# Are direct mechanisms always truthful?

I am very new to mechanism design so I am a bit lost among the concepts, even the most basic ones.

One thing that is not clear to me is the concept of direct mechanism and its relationship with the revelation principle.

From what I got a direct mechanism is a mechanisms, in which, instead of messages, the agents report their preference/type. Are we assuming this is a truthful report?

I am asking that because the revelation principle is stated as "anything that can be accomplished by any mechanism can actually be accomplished by a direct revelation mechanism that is individual rational and incentive compatible" in this notes but as "a social choice function can be implemented by an arbitrary mechanism (i.e. if that mechanism has an equilibrium outcome that corresponds to the outcome of the social choice function), then the same function can be implemented by an incentive-compatible-direct-mechanism (i.e. in which players truthfully report type) with the same equilibrium outcome (payoffs)." on Wikipedia.

So I don't get if truthfulness is implied by the direct mechanism or if it is an additional requirement.

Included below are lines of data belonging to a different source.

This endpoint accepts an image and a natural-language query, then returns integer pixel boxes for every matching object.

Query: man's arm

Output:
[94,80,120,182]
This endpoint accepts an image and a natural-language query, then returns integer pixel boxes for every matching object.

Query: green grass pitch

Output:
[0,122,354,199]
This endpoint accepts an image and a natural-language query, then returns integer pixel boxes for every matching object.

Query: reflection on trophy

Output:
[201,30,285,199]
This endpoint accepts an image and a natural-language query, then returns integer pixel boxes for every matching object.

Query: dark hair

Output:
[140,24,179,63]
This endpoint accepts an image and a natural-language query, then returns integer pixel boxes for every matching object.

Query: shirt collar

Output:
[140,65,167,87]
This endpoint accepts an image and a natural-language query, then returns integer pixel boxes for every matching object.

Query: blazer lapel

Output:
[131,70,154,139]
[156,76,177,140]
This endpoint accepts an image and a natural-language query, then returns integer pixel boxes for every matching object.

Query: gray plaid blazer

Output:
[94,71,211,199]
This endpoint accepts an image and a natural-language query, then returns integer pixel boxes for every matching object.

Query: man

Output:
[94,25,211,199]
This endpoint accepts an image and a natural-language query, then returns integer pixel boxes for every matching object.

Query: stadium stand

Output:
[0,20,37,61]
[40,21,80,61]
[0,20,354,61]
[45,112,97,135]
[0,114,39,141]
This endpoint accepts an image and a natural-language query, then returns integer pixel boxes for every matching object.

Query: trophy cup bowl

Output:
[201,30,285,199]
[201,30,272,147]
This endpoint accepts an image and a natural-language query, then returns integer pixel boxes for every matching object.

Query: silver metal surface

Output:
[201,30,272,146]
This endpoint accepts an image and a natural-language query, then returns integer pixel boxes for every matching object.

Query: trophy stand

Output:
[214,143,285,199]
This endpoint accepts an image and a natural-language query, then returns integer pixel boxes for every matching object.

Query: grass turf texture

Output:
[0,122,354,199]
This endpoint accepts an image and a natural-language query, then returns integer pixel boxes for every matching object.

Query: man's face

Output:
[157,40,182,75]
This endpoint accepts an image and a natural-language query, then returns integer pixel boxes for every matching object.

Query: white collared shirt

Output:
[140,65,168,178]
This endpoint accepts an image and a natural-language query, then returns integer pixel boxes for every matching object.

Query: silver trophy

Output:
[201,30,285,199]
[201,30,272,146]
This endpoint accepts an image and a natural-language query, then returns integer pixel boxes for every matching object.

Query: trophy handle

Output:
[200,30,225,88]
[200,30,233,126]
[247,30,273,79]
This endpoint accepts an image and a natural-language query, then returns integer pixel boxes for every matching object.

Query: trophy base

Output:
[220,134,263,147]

Take an arbitrary (direct or indirect) mechanism in which all participants $$i \in I$$ can take one or more actions from some action space and together all players' actions determine some outcome. A strategy in this game maps a private type $$t_i$$ into actions $$\sigma_i (t_i)$$. Hence, a type profile $$t = (t_i)_{i \in I}$$ leads to an equilibrium action profile $$\sigma(t)=(\sigma_i(t_i))_{i \in I}$$ which then leads to an outcome determined by the mechanisms outcome function $$o_{indirect} (\sigma(t))$$.
Instead of letting the participants play some complicated game, we can ask all participants for their type and then "let the mechanism play the game for them". That is, each player reports her type $$t_i$$ and the mechanism takes the type profile $$t$$ and maps it into an outcome $$o_{direct}(t) = o_{indirect} (\sigma(t))$$ for all $$t$$. We have replicated the indirect mechanism. Is it incentive compatible to report the TRUE type? Yes, it is, because $$\sigma$$ is an equilibrium in the original mechanism. If a participant had an incentive to report some type $$t'_i \neq t_i$$, there would also be a profitable deviation $$\sigma_i (t'_i) \neq \sigma_i (t_i)$$ in the indirect mechanism. A contradiction to $$\sigma$$ being an equilibrium. Note that this equilibrium does not have to be in dominant strategies.